Em Janeiro passado, o ministro da Geologia e Minas, Francisco Queiroz afirmou, em declarações à Angop que “a exploração ilegal de diamantes, atingiu proporções preocupantes no país” e “é imperioso combater a prática ilícita do garimpo, nos domínios da produção, comercialização [...]”.
Enquanto isso, da parte do governo e da comunicação social do Estado, não tem havido qualquer denúncia sobre o envolvimento de dirigentes no negócio do garimpo.

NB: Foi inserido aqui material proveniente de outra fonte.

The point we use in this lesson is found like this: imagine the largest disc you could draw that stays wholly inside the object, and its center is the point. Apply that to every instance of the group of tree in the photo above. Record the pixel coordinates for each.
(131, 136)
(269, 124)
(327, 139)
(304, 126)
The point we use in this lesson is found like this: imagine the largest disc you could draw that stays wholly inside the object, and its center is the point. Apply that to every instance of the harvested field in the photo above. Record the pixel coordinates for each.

Ao invés, a prática institucional tem sido responsabilizar apenas os garimpeiro.
Perante este silêncio, Maka Angola revela agora ao público mais um caso de corrupção e abuso de poder: a participação do Presidente do Conselho de Administração (PCA) da Endiama, António Carlos Sumbula, no negócio directo com garimpeiros, para seu enriquecimento pessoal.

A Endiama é a empresa estatal que detém, na qualidade de concessionária nacional, a exclusividade sobre os direitos mineiros de prospecção, pesquisa, reconhecimento, exploração, tratamento e comercialização de diamantes em todo o país. O Código Mineiro, como é conhecida a Lei n.º 31/11, estabelece, como obrigatória, a participação do Estado, através de uma empresa pública, nas sociedades comerciais que se dediquem à exploração e comercialização de diamantes ou outros minérios. Essa participação, por lei, não pode ser inferior a 10 porcento do capital da empresa comparticipada.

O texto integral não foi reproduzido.